Siempre me hallarán dentro del tablero: frente al rey o la reina, al caballo, al alfil, incluso a las prestigiosas torres. Sin embargo, apenas me ven como carne de artillería. Desde el día de mi nacimiento se me condenó a eso: separado de mi familia y de mi pueblo, arrancado de los brazos de mi madre para servir en una guerra que ni los reyes comprenden. Todo es una disputa absurda, un ciclo interminable de odio.
¡Ahhhgg! Extraño a mi familia… el olor del pan de mi padre en la mañana, la voz suave de mi hermana llamándome. Ojalá esta guerra no acabe con mi vida.
En el segundo día estoy en el frente. Un caballo me protege, pero sé que soy carnada. El rey se oculta detrás, esperando huir. Cobarde, sanguijuela que se aprovecha de nuestras vidas. Me da asco estar aquí. Mis compañeros están cegados por su devoción; no hacen más que engordar el ego de los monarcas, quienes buscan un aplauso para llenar sus vacías existencias.
Hoy he derribado a tres peones contrarios. Seguramente eran como yo. La reina enemiga me observa con fijeza: es cuestión de tiempo para que alguien me libere de esta prisión corpórea.

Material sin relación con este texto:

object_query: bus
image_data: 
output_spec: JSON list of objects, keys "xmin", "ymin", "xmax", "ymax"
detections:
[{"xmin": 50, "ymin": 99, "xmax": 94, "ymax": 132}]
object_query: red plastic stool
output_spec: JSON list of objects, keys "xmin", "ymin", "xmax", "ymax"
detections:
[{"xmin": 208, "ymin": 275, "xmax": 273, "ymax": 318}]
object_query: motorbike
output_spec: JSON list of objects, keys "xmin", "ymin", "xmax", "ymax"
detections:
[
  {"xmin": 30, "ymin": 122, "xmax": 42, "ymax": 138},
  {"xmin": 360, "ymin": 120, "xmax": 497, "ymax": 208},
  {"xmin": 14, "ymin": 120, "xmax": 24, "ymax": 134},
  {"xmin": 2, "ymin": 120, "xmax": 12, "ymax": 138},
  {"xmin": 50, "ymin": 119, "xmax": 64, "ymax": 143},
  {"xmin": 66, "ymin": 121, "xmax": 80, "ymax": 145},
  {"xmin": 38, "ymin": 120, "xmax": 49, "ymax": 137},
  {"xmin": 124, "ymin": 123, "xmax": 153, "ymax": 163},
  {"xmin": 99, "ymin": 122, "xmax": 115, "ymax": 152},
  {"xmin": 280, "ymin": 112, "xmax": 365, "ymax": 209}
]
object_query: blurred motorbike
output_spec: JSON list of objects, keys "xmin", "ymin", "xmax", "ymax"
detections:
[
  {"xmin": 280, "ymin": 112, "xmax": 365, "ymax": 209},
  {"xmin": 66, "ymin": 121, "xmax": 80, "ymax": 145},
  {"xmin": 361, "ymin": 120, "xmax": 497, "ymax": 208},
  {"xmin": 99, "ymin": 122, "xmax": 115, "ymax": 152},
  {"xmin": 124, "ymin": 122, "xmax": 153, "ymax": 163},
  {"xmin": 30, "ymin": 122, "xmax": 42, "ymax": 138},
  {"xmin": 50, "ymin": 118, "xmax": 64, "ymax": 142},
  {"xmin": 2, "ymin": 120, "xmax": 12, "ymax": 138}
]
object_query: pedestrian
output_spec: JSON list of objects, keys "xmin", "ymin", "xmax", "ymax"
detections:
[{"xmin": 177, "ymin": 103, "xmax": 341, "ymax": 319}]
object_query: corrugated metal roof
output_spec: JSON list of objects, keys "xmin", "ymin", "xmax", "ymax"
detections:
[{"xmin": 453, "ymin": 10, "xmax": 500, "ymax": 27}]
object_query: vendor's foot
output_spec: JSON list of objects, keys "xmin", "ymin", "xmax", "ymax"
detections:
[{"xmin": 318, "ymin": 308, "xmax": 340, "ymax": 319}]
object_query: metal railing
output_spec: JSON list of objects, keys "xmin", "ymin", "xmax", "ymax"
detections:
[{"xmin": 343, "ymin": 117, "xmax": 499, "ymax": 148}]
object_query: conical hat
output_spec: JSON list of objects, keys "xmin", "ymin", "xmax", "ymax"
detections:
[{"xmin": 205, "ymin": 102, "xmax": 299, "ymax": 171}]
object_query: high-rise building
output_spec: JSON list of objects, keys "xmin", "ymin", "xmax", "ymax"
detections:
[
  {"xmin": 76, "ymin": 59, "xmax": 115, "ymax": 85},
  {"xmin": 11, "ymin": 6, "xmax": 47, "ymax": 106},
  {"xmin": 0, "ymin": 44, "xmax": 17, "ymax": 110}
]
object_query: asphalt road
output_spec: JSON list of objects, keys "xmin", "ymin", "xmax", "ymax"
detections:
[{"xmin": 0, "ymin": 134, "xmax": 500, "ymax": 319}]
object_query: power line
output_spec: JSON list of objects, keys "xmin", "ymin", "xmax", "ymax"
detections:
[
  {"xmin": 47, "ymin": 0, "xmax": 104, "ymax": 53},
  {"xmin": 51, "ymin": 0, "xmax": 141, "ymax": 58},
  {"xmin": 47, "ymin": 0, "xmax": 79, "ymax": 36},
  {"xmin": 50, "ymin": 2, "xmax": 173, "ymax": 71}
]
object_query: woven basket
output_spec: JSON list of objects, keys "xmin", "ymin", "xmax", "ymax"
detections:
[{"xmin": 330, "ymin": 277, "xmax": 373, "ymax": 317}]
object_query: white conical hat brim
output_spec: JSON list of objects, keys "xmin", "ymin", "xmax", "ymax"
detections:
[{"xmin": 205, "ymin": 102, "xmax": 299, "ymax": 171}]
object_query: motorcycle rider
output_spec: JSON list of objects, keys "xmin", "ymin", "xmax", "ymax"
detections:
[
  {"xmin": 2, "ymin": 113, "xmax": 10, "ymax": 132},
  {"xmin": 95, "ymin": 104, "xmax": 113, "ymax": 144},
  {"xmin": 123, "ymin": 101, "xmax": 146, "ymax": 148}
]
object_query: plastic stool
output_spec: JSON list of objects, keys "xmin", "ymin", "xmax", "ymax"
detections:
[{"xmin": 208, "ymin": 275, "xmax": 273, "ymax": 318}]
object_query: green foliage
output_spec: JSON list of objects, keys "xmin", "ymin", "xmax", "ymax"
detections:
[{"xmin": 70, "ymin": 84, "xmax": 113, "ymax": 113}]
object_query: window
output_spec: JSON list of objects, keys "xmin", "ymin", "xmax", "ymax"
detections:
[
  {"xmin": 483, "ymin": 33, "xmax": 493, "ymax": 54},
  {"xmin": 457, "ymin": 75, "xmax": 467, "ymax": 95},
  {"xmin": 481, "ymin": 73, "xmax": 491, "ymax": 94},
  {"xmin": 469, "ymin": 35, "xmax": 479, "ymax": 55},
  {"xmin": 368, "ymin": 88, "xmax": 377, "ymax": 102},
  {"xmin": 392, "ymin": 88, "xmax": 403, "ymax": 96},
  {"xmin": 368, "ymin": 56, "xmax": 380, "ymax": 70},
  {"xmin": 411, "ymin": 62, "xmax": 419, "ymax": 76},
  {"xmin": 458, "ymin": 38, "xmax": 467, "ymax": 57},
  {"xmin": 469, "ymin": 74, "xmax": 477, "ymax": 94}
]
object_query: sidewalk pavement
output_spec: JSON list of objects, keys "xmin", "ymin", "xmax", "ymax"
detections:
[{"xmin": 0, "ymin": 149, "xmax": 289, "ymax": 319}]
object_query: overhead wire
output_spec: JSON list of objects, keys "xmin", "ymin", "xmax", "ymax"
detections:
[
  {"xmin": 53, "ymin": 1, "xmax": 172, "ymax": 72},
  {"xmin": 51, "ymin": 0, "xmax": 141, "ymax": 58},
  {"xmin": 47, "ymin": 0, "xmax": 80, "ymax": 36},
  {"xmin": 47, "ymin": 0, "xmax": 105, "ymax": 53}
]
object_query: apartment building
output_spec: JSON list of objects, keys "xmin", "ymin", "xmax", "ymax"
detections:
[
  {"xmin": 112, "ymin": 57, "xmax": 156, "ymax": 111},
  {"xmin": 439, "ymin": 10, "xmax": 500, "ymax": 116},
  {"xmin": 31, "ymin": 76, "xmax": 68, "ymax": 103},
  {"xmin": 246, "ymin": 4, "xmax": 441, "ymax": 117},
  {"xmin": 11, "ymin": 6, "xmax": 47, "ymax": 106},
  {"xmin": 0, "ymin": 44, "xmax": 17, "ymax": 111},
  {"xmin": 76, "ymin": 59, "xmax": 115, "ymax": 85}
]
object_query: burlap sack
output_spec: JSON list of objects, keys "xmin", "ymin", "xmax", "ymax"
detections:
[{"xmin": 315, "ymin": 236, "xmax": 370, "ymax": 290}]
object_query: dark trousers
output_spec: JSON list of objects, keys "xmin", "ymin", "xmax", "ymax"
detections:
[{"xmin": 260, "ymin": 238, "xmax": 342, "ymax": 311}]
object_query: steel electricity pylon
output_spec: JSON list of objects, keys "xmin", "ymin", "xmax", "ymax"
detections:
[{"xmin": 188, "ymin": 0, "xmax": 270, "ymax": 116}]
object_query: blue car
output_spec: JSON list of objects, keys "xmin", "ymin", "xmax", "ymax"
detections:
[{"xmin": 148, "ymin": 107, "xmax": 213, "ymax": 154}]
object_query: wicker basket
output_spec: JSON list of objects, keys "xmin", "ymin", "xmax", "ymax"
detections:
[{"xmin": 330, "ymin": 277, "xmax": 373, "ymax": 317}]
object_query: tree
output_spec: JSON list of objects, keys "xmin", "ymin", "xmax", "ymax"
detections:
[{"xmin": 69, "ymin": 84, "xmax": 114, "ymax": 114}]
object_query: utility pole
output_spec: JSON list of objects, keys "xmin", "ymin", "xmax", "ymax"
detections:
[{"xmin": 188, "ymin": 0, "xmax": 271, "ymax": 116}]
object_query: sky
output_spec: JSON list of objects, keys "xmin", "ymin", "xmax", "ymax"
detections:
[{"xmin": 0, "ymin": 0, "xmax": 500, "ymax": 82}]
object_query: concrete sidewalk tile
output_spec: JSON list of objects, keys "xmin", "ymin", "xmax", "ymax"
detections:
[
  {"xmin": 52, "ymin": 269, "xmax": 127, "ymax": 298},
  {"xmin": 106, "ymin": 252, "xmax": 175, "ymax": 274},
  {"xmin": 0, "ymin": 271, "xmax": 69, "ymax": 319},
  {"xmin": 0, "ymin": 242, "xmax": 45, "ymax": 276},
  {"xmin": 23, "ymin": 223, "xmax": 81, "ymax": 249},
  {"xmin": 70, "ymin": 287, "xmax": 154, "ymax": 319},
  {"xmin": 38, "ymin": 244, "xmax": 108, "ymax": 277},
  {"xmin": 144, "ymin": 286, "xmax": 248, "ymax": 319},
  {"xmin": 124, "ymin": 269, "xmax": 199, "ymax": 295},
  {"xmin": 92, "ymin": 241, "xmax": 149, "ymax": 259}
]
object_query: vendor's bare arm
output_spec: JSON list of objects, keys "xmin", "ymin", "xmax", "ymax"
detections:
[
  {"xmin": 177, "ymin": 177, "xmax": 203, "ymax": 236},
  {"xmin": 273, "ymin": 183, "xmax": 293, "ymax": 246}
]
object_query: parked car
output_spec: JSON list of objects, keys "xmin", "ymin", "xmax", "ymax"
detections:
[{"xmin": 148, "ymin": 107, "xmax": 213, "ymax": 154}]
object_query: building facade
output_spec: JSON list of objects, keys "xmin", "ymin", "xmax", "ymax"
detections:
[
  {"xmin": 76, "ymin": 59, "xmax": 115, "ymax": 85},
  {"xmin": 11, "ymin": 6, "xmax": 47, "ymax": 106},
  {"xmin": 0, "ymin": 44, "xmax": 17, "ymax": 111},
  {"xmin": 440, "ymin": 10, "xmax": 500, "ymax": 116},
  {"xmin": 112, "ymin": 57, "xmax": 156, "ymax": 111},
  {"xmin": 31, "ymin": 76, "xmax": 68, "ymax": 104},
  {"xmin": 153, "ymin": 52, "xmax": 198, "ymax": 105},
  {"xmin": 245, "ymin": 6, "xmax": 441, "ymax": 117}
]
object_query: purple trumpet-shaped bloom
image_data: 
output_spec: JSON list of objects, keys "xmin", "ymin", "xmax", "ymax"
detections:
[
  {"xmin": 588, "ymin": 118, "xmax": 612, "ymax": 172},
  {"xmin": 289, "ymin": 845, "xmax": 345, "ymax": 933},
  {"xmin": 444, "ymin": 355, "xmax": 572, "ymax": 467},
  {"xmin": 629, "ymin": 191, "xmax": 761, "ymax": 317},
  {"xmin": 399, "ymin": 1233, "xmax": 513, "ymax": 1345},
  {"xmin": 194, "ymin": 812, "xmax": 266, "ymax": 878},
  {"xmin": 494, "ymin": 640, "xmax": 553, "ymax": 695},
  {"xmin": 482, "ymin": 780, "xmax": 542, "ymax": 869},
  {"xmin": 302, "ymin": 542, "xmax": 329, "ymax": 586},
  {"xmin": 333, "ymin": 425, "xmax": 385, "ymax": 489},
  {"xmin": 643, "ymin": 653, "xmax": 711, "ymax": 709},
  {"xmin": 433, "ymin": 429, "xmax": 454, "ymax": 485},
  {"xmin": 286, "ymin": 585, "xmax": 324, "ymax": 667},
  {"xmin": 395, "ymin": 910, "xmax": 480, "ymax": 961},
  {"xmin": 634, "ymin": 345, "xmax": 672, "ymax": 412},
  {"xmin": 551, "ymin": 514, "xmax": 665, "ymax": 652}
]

Y, sin embargo, algo se enciende en mí. Sentí poder al derribarlos. Sentí que podía incluso desafiar a esa reina altiva que no deja de mirarme.
Al noveno día quedamos tres peones, dos caballos y una torre. Frente a nosotros: dos peones, un alfil, dos caballos y la reina enemiga. Estoy aterrado. La ira me consume: mis compañeros han caído uno a uno y nuestra reina fue apresada por culpa del rey. Todo es inútil. Si yo tuviera el mando, nada de esto sucedería. Sé que podría salvarlos. Yo, el que más enemigos ha abatido. No ese inepto escondido.
Al duodécimo día alcanzo una casilla decisiva. Podría rescatar a un compañero, quizá incluso a la reina. Tal vez me recompensen: una condecoración, un puesto digno. Imagino a mis camaradas liberados de esta vida suicida, retomando sus hogares. Estoy tan cerca… un paso de la gloria.
Pero el decimotercer día es tortura. El rey me bloquea. Su torpeza eclipsa mi camino. Todo lo que he soñado está al alcance de mi mano, y aun así él se empeña en vigilarme, en mantenerme atado a su sombra. Si pudiera escapar de su mirada, saborearía la victoria. Esa soberbia me enferma. Haría un trabajo mucho mejor que él. Solo necesito una oportunidad.
En el vigésimo día sigo atrapado. Hoy, pienso, será distinto. Hoy el rey reconocerá mi importancia. Entonces todos me alabarán, mi nombre será gloria, mi sed de poder florecerá. Emergerá un nuevo reino bajo mi luz.
Llegado el vigésimo quinto día, el rey ya no me vigila. Por primera vez puedo moverme sin sus cadenas. Este es mi instante. Un movimiento, y demostraré mi grandeza. Un movimiento, y el mundo se inclinará ante mí.
El trigésimo día, por fin, sucedió. Todo terminó. Y no advertí en qué me había convertido. Mis creencias, mis ideales, se evaporaron al tocar la gloria. Me transformé en algo distinto. Descubrí, no obstante, una verdad amarga: esta guerra no acaba nunca. Es apenas un juego. Habrá otra, y otra más. Quizá la próxima vez ascienda: caballo, alfil, torre… incluso rey. Algún día mostraré al mundo lo especial que soy.
Lo que ignoro —aunque en el fondo lo sé— es que jamás dejaré de ser peón. Carne de cañón.